Jean Monnet, il francese che distribuiva i soldi del piano Marshall, aveva elaborato il progetto di un’Europa di Regioni, senza Stati. L’Unione europea dall’alto e le Regioni dal basso devono sminuire e smangiare l’autorità dello Stato-Nazione. Nel progetto mondialista, la globalizzazione si realizza appunto regionalizzando il mondo, frammentandolo in piccole entità sub-sovrane, senza dimensioni economiche nè alcun peso politico per negoziare con qualche credibilità. Gli anglo-americani imposero i Laender alla Germania. De Gaulle, finchè potè e campò, si oppose alla regionalizzazione della Francia, il più antico stato unitario d’Europa.
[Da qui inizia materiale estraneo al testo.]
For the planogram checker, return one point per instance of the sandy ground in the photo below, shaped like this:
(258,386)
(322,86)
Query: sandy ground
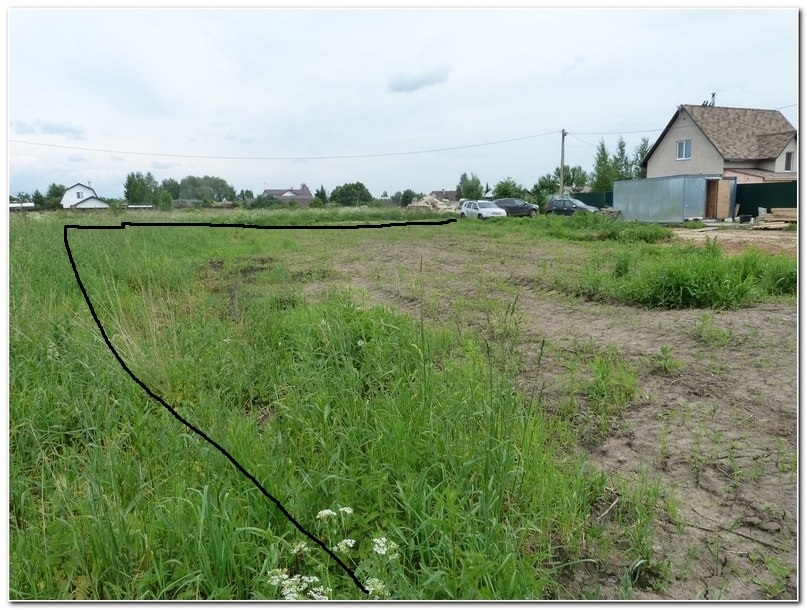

Anche Francisco Franco, finché campò, conservò la Spagna come stato centralizzato.
Le regioni hanno incrementato massicciamente l’elefantiasi burocratica; hanno moltiplicato poltrone e lievitato il malaffare della casta. Avrebbero potuto contribuire al buon governo: 1) solo se bilanciate da un forte e autorevole potere centrale 2) solo se l’autogoverno non ricalca il parlamentarismo partitocratico. Queste due condizioni non sono state rispettate.
Lo Stato partitocratico è sostanzialmente debole (e ulteriormente indebolito dalle regioni). I parlamentucci regionali hanno replicato sprechi e difetti del parlamento nazionale. Questi sotto-governicchi politico-economici hanno alimentato malavita, favoritismi, malaffari e malgoverno, più velocemente del livello nazionale.
Le regioni rappresentano semplici espressioni verbali; dietro cui non c’è niente di reale. La vera tradizione e storica realtà italiana sono i Comuni e i territori e le zone storicamente e culturalmente connotate, che coincidono quasi sempre con le Province (Polesine, Garfagnana, Sannio, Irpinia, Monferrato, Versilia; Maremma, Capitanata, Barbagia, ecc…). Perciò le regioni-espressioni verbali vanno abolite come centri di potere feudale e, oggi castale. Devono essere potenziate e valorizzate le vere regioni, cioè le Province, e ovviamente i Comuni, la vera tradizione autonomista d’Italia. Meno regioni, più Italia.